Seu nome é Lucy. Uma luz na minha vida, mesmo que só tenha brilhado por um tempo.
Eu tive um problema sério de saúde e precisei ficar internado. Foi lá que a conheci.
Nos dias mais difíceis, ela era quem me dava atenção, quem cuidava de mim. Confesso que me acostumei mal com aquilo.
Depois da alta, a vida voltou. Mas a minha não.
Fico feliz de encontrá-la na rua às vezes e ver que ela continua bem. Mas pra mim, os melhores dias ficaram presos naquele quarto.
Tentei outros relacionamentos, mas nada evoluiu. É engraçado como a vida prega peças. Eu fui pego por uma lembrança, e não tem graça.
Passo horas imaginando nós dois juntos de novo. Sei que parece loucura. Talvez seja.
Meus dias ficaram longos e tediosos. Meu pai me deixou uma grande empresa, então dinheiro não é problema. Só tempo. Tempo demais pra pensar.
Na noite passada saí com uma garota. A levei para um hotel. Derrubei a taça de espumante e cortei a mão. O sangue no tapete vermelho a assustou.
Lucy não teria se assustado.
Nossa... Estou pensando nela de novo?
A vida passa em câmera lenta. E eu só consigo pensar em uma forma de voltar a ter aqueles dias.
Lá fora a chuva cai com violência na janela. As árvores dançam, os raios cortam a noite. A tempestade parece o meu peito: gritando e inundando a minha alma.

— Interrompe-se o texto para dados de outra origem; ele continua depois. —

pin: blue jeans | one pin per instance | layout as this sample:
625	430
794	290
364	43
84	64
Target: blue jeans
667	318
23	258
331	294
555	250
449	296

No dia seguinte saí pra caminhar. O dia estava perfeito. Depois da tempestade vem a bonança, dizem.
Ao atravessar a esquina, um caminhão baú azul tentou frear. Mas foi tarde.
A força me jogou contra mim mesmo: osso estilhaçado, pulmão perfurado. Dor. Agonia.
E, estranhamente... um pingo de esperança.
Acordei cinco dias depois no hospital.
O doutor disse:
— Sr. Roger, a cirurgia foi um sucesso. Teve fratura exposta, costelas quebradas. Vai precisar ficar conosco um tempo em observação.
Antes de sair ele avisou:
— A enfermeira responsável já está vindo.
Meu coração disparou.
A porta abriu.
— Senhor Roger! De novo aqui? Precisa tomar mais cuidado. Bom, o senhor já me conhece. Sou a Lucy.
Ela riu. Era tão linda.
— Agora vou preparar o medicamento. Descanse bem, ok.
Ela é exatamente como eu lembrava.
Acho que dessa vez vou ficar mais tempo com ela.
Estou tão feliz.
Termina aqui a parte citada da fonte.